Bulk food stores are the trendiest way of shopping in Europe.

Oil, vinegar, sauce, dressing, shampoo, cleaning agents, alcohol are also sold in bulk.

Packaging Free Fails:

1. Though I don’t buy any of these packaged food items, when someone offers, for example, few pieces of chips, I don’t say no in order not to make them guilty. I think I should not do that anymore, it might be a chance to educate them.

2. Some plastic covers and wrappers do enter the home by means of guests. One of the main reasons I started to blog, is to tell my people who we are, as we cannot go tell every single person that we are this and we live this way. But still some plastics do come in from guests, I think I would take some more time as I have just started to talk to people about it.

3. My toddler does consume some biscuits and chocolates occasionally. She hardly gets tempted as her environment is free of this packaged food. As her friend’s family are also minimalist; Prabu and I don’t buy/eat any of them; She hardly watches tv; I hardly step in departmental stores these days. With kids, the more you refuse the more they rebel, so I don’t deny but educate when she is ready to listen.

4. There are very few items that we buy packaged.
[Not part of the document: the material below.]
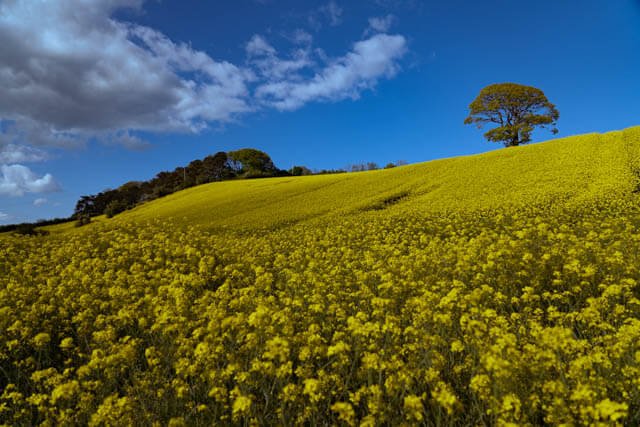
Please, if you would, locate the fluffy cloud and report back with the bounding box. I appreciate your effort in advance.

But I consciously segregate and recycle them.

5. Clean eating fails – Occasionally we do eat out, mostly due to convenience factor and not anymore for taste. Deserts are very tempting to avoid which we have made it very rare to eat (instead we make fruit and yoghurt based treats at home), but if it happens, it happens this way…

We always take away in our own containers

Ice creams in our own containers

All that I wanted to stress is that already our essential sources of food -fruits, veggies, grains and meat are loaded with chemicals why load yourself more with these unwanted packaged foods.

Eat clean, Eat fresh, Buy in your own container.